Quick cooking tips: Number one, don't be tempted to skimp on the sweet ingredients -- the maple syrup (or honey or agave nectar, if you prefer) is needed in order to caramelize and get the tofu nice and crispy. Number two, it's delicious, so make a double batch!
- 1 12 to 14 ounce block of firm or extra firm tofu
- 1/4 cup peanut butter (creamy or natural peanut butter is best -- no chunks)
- 1/2 teaspoon ground ginger
- 2 tablespoons lime juice or orange juice
- 1 tablespoon soy sauce
- 2 tablespoons sesame oil (olive oil can be used if you're in a pinch)
- 3 tablespoons maple syrup, honey or agave nectar
- 1 tablespoon sweet chili sauce (you can add a bit of hot sauce or cayenne pepper for a spicer dish, but I like the sweet chili sauce)
First, press your tofu. If you don't know how, check out the instructions here: How to press tofu. Once your tofu is well-pressed, cut it into your desired shapes. Thin slabs, triangles or even small bite-sized shapes will work.
One your tofu is ready to go, pre-heat the oven to 400 F. I highly recommend lining a baking tray with aluminum foil if you can, since baked tofu sometimes gets a bit sticky, and the foil makes clean up super easy.
Next, prepare the sauce. Whisk together the peanut butter (I like to melt it slightly in the microwave for just a few seconds to make this easier) with the ginger, lime juice or orange juice, soy sauce, sesame oil, maple syrup and sweet chili sauce.
Before you bake your tofu, give the sauce a quick taste.

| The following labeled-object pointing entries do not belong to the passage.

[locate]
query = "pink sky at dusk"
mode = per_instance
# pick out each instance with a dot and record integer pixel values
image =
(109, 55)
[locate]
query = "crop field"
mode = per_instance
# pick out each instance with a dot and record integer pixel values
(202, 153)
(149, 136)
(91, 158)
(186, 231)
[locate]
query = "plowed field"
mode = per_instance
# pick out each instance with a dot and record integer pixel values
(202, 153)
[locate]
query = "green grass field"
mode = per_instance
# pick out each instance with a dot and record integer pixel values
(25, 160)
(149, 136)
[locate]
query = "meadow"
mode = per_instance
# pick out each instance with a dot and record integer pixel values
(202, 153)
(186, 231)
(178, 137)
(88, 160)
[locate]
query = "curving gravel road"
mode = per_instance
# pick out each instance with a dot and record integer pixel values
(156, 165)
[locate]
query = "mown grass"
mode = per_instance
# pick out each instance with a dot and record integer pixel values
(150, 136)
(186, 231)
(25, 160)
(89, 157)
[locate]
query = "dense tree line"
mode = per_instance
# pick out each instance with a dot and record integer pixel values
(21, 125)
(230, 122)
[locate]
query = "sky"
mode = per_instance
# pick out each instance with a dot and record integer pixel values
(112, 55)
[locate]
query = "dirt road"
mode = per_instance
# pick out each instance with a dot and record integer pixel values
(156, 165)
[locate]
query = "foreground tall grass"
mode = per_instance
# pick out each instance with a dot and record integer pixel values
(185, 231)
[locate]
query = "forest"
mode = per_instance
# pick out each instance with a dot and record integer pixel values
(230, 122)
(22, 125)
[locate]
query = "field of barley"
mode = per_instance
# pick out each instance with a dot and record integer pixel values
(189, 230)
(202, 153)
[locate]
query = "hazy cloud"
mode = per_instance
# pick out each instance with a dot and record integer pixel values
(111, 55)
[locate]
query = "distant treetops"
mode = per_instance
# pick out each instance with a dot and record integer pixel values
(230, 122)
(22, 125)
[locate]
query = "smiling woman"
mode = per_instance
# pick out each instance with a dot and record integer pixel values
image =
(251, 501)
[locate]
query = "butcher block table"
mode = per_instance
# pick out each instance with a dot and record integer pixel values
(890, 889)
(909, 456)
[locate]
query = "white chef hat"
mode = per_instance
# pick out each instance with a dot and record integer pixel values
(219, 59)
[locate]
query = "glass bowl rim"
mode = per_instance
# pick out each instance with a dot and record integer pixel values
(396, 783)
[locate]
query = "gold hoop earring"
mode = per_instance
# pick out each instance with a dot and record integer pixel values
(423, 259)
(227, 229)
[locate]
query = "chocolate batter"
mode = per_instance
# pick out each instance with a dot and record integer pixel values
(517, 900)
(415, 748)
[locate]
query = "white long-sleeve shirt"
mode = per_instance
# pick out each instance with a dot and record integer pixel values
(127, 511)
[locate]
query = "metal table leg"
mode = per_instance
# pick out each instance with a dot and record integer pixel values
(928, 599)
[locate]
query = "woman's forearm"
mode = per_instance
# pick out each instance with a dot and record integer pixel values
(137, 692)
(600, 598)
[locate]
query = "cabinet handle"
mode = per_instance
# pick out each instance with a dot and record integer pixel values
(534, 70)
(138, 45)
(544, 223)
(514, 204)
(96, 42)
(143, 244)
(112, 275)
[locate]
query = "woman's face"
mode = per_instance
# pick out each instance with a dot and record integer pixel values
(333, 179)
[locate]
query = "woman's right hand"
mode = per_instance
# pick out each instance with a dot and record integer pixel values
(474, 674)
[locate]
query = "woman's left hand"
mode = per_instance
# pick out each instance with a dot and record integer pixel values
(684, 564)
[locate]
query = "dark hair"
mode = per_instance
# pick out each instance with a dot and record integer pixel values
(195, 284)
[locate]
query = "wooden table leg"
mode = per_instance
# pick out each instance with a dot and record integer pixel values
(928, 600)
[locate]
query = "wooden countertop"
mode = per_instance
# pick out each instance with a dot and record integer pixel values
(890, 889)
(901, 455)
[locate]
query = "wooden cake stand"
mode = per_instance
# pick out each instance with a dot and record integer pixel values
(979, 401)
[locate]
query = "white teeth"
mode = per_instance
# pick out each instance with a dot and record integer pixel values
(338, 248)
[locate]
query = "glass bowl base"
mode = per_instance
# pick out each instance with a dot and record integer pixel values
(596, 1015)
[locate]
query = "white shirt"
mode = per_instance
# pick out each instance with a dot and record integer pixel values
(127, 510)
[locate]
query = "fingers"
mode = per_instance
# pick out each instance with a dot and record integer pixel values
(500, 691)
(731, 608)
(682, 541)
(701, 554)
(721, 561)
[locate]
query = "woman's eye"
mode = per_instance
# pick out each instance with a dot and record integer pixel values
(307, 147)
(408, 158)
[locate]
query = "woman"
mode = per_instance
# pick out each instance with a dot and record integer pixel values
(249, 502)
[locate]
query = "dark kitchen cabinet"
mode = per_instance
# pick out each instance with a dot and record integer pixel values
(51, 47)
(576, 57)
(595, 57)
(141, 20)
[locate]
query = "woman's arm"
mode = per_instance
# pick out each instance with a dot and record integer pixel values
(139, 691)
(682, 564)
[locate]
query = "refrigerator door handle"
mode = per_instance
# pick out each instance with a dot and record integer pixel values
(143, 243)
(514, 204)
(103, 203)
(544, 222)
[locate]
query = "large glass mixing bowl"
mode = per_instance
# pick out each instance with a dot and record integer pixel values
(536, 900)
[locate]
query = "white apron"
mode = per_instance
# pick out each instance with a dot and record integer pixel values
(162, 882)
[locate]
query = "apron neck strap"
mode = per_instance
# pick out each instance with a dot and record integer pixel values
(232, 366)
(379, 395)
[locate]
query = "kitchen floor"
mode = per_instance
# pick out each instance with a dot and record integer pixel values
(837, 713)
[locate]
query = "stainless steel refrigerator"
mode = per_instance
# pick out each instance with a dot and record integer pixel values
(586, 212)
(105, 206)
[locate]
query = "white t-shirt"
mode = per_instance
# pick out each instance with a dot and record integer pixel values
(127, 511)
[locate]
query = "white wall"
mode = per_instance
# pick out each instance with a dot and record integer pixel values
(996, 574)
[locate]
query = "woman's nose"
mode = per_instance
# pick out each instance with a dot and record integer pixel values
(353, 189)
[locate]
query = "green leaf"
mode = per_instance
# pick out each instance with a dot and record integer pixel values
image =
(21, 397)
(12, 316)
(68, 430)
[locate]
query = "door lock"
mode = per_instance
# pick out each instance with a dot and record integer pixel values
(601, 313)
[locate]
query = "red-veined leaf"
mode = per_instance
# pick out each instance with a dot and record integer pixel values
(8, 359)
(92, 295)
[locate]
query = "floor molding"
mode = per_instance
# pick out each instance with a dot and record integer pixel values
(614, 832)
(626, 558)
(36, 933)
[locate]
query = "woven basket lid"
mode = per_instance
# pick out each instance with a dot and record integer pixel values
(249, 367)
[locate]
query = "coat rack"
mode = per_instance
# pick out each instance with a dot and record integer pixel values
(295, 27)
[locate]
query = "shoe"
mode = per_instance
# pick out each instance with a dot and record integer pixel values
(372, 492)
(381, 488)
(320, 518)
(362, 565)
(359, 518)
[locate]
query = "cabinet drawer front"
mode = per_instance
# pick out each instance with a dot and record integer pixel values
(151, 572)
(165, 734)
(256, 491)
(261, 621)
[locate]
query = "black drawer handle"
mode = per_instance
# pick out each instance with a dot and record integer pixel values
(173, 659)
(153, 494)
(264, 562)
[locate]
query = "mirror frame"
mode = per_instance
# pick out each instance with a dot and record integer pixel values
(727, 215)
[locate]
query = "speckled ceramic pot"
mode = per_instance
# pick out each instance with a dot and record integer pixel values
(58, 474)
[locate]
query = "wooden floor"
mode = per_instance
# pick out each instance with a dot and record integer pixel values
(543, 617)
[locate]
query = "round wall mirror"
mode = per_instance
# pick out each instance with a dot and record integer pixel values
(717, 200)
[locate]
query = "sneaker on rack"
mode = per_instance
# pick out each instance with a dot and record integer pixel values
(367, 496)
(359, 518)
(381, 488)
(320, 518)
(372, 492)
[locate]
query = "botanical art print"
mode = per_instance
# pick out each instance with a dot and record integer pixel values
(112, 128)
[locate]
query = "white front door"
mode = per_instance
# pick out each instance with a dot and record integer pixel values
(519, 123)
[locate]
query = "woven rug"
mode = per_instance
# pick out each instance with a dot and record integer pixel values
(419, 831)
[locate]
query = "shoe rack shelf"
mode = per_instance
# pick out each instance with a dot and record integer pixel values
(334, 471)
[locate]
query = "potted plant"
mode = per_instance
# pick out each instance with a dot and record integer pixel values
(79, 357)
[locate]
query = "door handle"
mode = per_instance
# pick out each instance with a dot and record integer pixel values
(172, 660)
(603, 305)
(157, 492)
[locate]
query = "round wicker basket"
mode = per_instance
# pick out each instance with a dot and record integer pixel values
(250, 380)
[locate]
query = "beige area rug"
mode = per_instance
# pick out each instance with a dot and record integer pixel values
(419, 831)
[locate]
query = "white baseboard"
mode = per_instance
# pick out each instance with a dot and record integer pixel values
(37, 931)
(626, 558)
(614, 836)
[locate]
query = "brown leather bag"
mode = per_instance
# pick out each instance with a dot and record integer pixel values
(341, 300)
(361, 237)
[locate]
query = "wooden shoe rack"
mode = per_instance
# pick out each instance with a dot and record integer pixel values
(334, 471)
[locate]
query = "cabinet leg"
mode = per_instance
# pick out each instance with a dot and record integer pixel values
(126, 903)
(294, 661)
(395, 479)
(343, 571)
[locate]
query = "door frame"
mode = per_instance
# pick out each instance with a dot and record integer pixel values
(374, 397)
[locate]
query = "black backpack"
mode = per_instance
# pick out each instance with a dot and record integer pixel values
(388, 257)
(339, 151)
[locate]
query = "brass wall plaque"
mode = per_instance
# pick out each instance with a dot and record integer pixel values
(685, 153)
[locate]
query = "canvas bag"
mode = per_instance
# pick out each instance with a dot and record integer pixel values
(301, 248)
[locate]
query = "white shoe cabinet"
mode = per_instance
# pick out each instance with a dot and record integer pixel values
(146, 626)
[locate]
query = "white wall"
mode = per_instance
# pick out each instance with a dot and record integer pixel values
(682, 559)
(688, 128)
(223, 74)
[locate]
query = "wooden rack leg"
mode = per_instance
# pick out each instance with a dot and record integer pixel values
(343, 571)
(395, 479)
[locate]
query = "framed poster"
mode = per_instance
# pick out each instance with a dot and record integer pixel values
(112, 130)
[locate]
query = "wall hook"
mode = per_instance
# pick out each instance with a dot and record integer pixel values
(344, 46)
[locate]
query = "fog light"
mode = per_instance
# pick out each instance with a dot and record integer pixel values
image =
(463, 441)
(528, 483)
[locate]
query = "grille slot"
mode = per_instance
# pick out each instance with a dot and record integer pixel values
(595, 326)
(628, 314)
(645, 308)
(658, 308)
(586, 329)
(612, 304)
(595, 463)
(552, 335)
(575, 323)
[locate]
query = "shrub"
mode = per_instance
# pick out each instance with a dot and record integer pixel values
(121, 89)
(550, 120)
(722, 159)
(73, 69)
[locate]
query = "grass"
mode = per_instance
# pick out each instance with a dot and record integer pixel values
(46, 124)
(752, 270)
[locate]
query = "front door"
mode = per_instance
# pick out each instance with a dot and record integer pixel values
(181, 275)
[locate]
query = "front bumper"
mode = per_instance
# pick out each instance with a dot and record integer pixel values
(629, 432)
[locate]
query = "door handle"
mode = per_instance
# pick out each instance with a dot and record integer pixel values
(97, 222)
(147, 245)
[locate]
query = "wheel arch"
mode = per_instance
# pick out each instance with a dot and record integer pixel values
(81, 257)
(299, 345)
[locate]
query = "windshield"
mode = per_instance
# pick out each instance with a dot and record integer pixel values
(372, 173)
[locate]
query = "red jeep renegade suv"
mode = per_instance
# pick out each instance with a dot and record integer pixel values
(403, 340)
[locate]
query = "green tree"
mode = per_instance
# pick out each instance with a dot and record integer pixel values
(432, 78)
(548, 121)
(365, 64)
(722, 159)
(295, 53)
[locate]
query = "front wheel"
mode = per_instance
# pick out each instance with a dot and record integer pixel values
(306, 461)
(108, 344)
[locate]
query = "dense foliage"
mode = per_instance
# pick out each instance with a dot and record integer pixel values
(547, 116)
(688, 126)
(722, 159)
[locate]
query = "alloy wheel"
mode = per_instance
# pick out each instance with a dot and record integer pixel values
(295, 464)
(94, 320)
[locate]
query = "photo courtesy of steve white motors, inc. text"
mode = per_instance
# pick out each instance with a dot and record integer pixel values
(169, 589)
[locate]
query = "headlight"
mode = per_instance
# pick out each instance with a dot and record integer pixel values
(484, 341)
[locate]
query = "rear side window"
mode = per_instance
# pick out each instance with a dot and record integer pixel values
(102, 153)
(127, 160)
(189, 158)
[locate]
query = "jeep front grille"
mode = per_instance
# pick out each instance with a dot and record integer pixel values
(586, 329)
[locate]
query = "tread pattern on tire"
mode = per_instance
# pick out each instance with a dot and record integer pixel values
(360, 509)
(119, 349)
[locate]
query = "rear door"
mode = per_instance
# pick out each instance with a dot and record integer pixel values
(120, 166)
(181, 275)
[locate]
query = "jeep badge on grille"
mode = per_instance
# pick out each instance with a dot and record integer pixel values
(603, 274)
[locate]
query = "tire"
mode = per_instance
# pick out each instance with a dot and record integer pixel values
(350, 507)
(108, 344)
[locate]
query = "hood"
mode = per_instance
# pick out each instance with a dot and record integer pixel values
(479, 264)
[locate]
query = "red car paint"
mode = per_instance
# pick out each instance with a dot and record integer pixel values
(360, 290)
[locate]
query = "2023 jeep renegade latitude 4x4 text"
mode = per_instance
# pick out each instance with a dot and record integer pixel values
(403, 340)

It should be delicious! If not, adjust the seasonings to taste.
Coat the tofu with the peanut sauce on all sides. You can transfer the sauce to a wide shallow bowl or dish and dip it in, or use a pastry brush to coat each piece by hand if you're working with larger pieces of tofu. I like to dip it, then brush on extra sauce.
Bake the tofu in the oven for about 15 to 17 minutes, keeping an eye on them so they don't burn. Turn pieces over, and bake another 10 to 15 minutes.
I highly recommend adding even more sauce after your tofu pieces come out of the oven since that's really the best part!
In a hurry? This tofu can also be broiled in the oven for about 3 to 4 minutes per side. Keep an eye on it so it doesn't burn.